Add the link in the document after you deselect running and green jobs, in the current date section at RUN LINKS Trunk as Late Beta.
Also, in the New Bugs Section - you can write TBD (“To Be Done”) until the jobs on your try pushes have ran and you can see if there are failures or not.
NOTE: When creating a bug, add tracking only for permafails.
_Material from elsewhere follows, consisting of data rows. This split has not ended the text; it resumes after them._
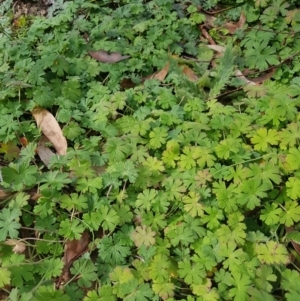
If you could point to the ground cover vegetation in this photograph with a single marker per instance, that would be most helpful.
(150, 151)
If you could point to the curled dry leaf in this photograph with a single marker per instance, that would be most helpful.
(18, 246)
(73, 249)
(106, 57)
(159, 75)
(294, 243)
(44, 152)
(189, 73)
(51, 129)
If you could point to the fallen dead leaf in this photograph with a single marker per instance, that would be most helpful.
(264, 77)
(295, 244)
(51, 129)
(73, 249)
(127, 84)
(207, 36)
(4, 194)
(160, 75)
(189, 73)
(106, 57)
(44, 152)
(18, 246)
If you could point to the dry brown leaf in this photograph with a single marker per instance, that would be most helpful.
(44, 152)
(295, 245)
(106, 57)
(189, 73)
(159, 75)
(207, 36)
(73, 249)
(18, 246)
(242, 21)
(264, 77)
(51, 129)
(127, 84)
(4, 194)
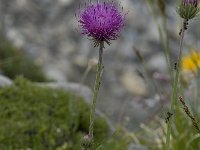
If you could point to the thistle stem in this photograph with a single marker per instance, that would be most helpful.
(175, 84)
(96, 87)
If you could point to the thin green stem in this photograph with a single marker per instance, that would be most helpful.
(96, 88)
(175, 85)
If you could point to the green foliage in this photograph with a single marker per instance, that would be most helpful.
(13, 62)
(43, 119)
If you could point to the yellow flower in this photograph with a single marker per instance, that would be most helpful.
(191, 62)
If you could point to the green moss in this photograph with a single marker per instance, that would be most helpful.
(14, 62)
(41, 118)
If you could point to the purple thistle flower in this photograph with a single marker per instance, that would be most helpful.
(102, 21)
(191, 2)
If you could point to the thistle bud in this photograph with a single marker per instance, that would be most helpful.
(188, 9)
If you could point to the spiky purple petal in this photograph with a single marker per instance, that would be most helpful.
(101, 21)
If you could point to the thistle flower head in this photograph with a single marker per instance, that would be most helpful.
(102, 21)
(188, 9)
(190, 2)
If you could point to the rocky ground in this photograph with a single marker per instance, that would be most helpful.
(47, 30)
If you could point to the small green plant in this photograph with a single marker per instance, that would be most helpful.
(39, 118)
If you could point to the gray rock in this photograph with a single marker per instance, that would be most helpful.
(157, 63)
(5, 81)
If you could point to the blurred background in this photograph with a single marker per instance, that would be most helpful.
(47, 32)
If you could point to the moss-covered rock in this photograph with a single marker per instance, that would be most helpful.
(14, 62)
(43, 119)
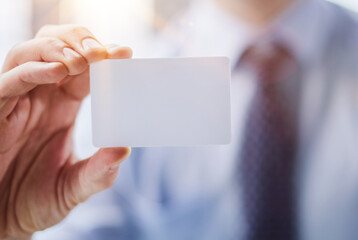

Low frequent intermittents or frequent intermittents also affecting mozilla-central don’t need that flag but should be created and not be added to the Google Doc about the simulations.
When done, clean up the repository:
hg purge: Removes the backup files generate when the command to generate the beta simulations modified configuration files.
After the beta simulations are done:
- Remove the “TBD” from the bug list for today’s simulations if there is no new failure and replace it with “None”
- If there were known issues before the beta simulations which you didn’t fix with a backout or patch import and which are gone, open those bugs (should be “Resolved Fixed”) and set the status_firefox<version number> to “verified” and change “Resolved Fixed” to “Verified Fixed”. Also add a comment that it has been verified fixed and add the link to today’s simulation.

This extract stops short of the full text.